Avowedly not a production of Shakespeare’s play, this Dream – with narrative by Robin McNicholas and Pippa Hill – focused on Puck, rendered here by EM Williams as a floating group of stones in humanoid shape. Following a brief introduction by Williams in mo-cap suit in a VR studio, the camera dropped us down from on high into a forest where we watched Puck assemble and then begin exploring a richly designed forest floor. The world was beautifully rendered, and as Puck leapt from branch to rock the camera moved with them to capture the brooks, leaves, branches and shadows of the midsummer forest at night.
And then, after a while, it got dull. In many ways, what this production felt like was the first five minutes of a video game when you’re just getting used to how your character moves in a training level – except watching someone else play it. Williams’s movement was graceful and elegant, a pleasure to watch, but the production’s choice to privilege atmosphere over narrative left what was at stake disappointingly unclear. Across the half-hour, it became clear that the stakes were in fact profound – this was a tale of ecological crisis, of threats to the natural world which culminated in a stunningly realised storm that tore the spirits of the forest to shreds in some genuinely shocking moments of action, and the potential (that word again) for a story that truly opened up Dream to explore the consequences of deforestation became apparent.

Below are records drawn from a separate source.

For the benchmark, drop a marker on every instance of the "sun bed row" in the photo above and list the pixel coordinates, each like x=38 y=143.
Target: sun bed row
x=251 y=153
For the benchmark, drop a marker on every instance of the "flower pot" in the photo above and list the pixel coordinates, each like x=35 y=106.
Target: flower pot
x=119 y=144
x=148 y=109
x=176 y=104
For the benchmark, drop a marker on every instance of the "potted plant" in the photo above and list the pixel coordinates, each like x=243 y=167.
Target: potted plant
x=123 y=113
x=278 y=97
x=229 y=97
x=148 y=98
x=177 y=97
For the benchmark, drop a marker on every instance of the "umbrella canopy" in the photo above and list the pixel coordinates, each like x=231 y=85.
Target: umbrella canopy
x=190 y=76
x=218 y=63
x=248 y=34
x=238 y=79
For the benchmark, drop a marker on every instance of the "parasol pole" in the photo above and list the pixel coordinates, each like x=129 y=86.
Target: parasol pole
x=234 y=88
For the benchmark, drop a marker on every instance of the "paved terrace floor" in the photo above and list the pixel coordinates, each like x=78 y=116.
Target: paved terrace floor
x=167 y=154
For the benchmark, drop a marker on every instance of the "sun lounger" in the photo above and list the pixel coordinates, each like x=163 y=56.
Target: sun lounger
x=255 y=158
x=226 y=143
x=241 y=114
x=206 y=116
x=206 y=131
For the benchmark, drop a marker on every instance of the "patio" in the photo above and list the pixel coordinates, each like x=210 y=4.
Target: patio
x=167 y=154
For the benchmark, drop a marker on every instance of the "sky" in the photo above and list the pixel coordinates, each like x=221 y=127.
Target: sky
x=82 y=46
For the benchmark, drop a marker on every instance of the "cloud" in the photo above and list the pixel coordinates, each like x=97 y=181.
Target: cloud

But the gnomic pronouncements of the Voice of the Forest (a hushed Nick Cave) kept things impressionistic, and this was where the conflict between performance and gaming felt most pronounced. The production in some respects echoed a traditional quest structure, with Puck needing to track down Moth, Peaseblossom, Cobweb and Mustardseed, and (possibly?) collecting some plants along the way. But the sense of what exactly Puck was trying to achieve was poorly defined, and thus when Puck suddenly emerged into the storm, the shock of cataclysm was too sudden. The whispered fragments of Midsummer Night’s Dream emphasised the sound of poetry, drifting and disconnected from the visuals, and the resulting effect was of a tension between what at times felt like an urgent quest narrative and at other times felt like a meandering surrealist dream.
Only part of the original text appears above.